Using workaround SECRET_KEY_BASE=`bin/rake secret` bin/rake assets:precompile for now.

After going at this for a few hours, this was the workaround that finally worked for me. Thank you @top4ek 🙌

System Configuration:

• Ruby: 2.7.0
• Rails: 6.0.2

Environment:

• GitLab CI/CD shared runner

Excerpt from my .gitlab-ci.yml file:

build:assets_precompile:
  extends: .base_db
  stage: build
  script:
    - echo 'Precompiling assets...'
    - SECRET_KEY_BASE=`bin/rake secret` bin/rake assets:precompile --trace

[caljess599]

As @Oldharlem notes, it is doable to inject the needed variables into a containerized precompile. I've been doing this all along, and it's not a terrible inconvenience when accessing ENV variables is straightforward.

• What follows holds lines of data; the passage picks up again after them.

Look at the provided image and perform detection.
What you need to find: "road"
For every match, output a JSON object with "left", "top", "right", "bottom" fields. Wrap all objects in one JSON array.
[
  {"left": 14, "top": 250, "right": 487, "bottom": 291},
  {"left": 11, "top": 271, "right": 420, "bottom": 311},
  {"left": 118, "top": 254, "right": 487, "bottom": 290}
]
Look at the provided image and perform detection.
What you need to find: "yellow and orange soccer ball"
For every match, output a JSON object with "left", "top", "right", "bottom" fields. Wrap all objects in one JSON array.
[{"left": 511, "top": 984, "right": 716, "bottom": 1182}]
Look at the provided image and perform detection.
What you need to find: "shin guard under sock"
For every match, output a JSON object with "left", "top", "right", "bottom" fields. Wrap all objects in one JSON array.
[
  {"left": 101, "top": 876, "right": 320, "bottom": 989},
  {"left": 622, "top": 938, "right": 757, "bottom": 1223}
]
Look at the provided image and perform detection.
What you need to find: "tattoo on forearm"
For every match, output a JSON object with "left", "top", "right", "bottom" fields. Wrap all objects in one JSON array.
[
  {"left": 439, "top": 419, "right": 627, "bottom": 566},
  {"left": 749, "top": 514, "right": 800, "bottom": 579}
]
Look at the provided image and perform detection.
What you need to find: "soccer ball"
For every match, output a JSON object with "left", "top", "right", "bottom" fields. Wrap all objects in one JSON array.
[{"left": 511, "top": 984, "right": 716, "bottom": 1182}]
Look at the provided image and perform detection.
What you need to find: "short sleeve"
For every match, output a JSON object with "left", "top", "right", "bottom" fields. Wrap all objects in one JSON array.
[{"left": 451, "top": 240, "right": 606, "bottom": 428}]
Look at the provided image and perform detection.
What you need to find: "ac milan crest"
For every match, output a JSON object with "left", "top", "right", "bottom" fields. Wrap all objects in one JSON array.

But there are plenty of situations where such access is less than straightforward. For instance, I'm designing a AMI for backup deployment in the case that the local deployment server we use goes down. So anything I need in my ENV I have to get there--securely.

In this context, it is rather disappointing to have to manage the definition of variables that aren't even necessary to the task I'm trying to accomplish. It's a clear violation of basic best practice to need a workaround in this case.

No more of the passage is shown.